Потеряв всех близких, она перестала ждать ответа. Но теперь Полине было за что бороться и ради чего жить. Она открыло первое попавшееся дело подопытной, пригладила первую страницу, чтобы не закрывалась, и начала писать по образцу.

– Полина Аркадьевна, вы уверены, что это необходимо? – главный не мог проигнорировать ее заявление на участие в исследованиях.

– Я сознаю весь риск, но, во-первых, у нас уже недостаточно добровольцев для продолжения исследований, во-вторых, мне необходимо испытать это на себе, чтобы понять, куда двигаться дальше, – выдала она заготовленные аргументы.

– Но у вас уже погибли две женщины!

– Они регулярно не являлись на контрольные обследования, а я смогу следить за своим состоянием круглосуточно.

– Хорошо. Я не могу вам отказать, это было бы противозаконно. Но только прошу…

– Я все понимаю. Я сама буду проводить все исследования.

Она облегченно вздохнула про себя: до последнего не верила, что получится. Но решиться на это было труднее. «Антошка, я смогу!»

Бюрократические препоны она преодолела без труда: как не имеющей детей ей разрешили ЭКО без гендерных ограничений. А значит, можно с легкостью обманывать коллег.

– Полина Аркадьевна, как Вы? – беспокоились девочки из ее отдела, замечавшие и круги под глазами, и худобу: первые месяцы были самыми тяжелыми.

– Ничего, спасибо. Малышка немного беспокойная. Но вирус в «спящем» состоянии.

А по ночам она твердила: «Антошка, держись, потерпи – все будет хорошо», – и гладила живот, прислушиваясь к его толчкам.

Наконец наступил рубеж – двадцать четыре недели.
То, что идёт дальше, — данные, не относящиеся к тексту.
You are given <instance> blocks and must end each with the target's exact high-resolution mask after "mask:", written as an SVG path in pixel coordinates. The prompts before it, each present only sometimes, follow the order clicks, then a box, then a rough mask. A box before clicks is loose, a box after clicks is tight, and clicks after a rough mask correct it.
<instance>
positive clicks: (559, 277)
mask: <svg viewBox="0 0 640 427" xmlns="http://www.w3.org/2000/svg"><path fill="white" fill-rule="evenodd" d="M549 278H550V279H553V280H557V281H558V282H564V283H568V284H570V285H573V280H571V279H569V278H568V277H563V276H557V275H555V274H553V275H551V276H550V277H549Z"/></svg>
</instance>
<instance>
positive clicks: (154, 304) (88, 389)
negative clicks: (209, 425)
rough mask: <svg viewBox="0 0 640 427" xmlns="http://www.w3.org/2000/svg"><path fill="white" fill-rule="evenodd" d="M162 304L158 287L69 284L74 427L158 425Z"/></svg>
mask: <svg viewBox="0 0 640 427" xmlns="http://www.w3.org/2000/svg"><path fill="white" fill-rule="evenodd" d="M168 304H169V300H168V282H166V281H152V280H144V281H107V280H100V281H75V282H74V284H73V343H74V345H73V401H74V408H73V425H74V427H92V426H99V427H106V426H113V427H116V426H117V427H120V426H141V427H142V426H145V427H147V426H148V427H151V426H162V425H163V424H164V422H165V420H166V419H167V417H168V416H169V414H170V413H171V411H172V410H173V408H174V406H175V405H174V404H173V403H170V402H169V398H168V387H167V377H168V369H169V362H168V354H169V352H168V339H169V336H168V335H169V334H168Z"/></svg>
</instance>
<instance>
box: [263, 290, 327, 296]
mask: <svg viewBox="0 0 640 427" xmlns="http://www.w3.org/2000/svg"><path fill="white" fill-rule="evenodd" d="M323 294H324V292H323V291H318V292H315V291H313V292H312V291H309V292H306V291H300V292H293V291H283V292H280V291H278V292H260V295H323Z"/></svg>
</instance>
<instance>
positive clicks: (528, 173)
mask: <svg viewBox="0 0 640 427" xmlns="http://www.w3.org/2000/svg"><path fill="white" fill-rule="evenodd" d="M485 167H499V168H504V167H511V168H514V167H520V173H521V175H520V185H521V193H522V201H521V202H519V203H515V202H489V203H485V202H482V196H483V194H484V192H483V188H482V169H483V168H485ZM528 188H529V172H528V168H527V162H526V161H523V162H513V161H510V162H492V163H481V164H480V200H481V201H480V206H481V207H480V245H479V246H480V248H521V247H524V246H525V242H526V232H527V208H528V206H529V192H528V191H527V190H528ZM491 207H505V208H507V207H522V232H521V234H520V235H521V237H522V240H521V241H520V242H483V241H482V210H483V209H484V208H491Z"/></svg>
Накануне Полине приснилось, что она опять вернулась в то время, когда жила у матери в деревне, ходила в церковь и целыми днями спала от лекарств. Во сне мать гладила ее по голове, успокаивая, шептала что-то ласковое, неразборчивое. И вдруг Полина разобрала слова, сказанные матерью чуть громче: «Твоя молитва услышана: берегись». «Мама, какая молитва?» – вскрикнула Полина и проснулась.

«Чтобы не было войны…» – сказала она тогда матери. И Бог услышал. А может, не только ее, а многих женщин, потерявших мужей и детей. Война для мужчин – абсолют соперничества: в результате проигравший очевиден – он мертв. И пока живы хотя бы двое мужчин – они найдут повод. Причина войн – в них самих! Не важно, кто высокий, а кого много, кто нарушил международное соглашение, а кто просто попал под руку. Единственный способ прекратить войны это…

Боль! Словно раскаленные ножи полосуют ее живот. Нет ни ног, ни рук, только живот, залитый расплавленным металлом, сжатый в тиски, пронзенный тысячей иголок. «Господи, я не могу сейчас умереть! У меня же Антошка!» – стонала Полина. Неожиданно боль ушла, и Полину охватило блаженство. Она почти физически ощущала окутавшую ее тишину. Но эта тишина была какой-то нарочито полной. Полина суматошно задергалась, пытаясь удостовериться, что жива, и вдруг дико закричала. Как она попала в эти грязно-желтые стены, она не понимала. И зачем что-то делают с ней эти люди. «Он умер!», – пыталась кричать Полина, но язык распух и только скреб по нёбу. Плывущие мимо нее силуэты в одинаковой бесполой одежде двоились, голоса эхом раскатывались в голове:

– Плод удалось спасти?

– Нет, это был мальчик.

– Понятно. Как ее состояние? Родственников вызвали?

– Она не борется. Видимо, придется питать внутривенно. Живых родственников нет.

– Почему-то эта фраза становится привычной… Отмени внутривенно.

– Но…

– Отмени. И об одном прошу: оставь ее в покое.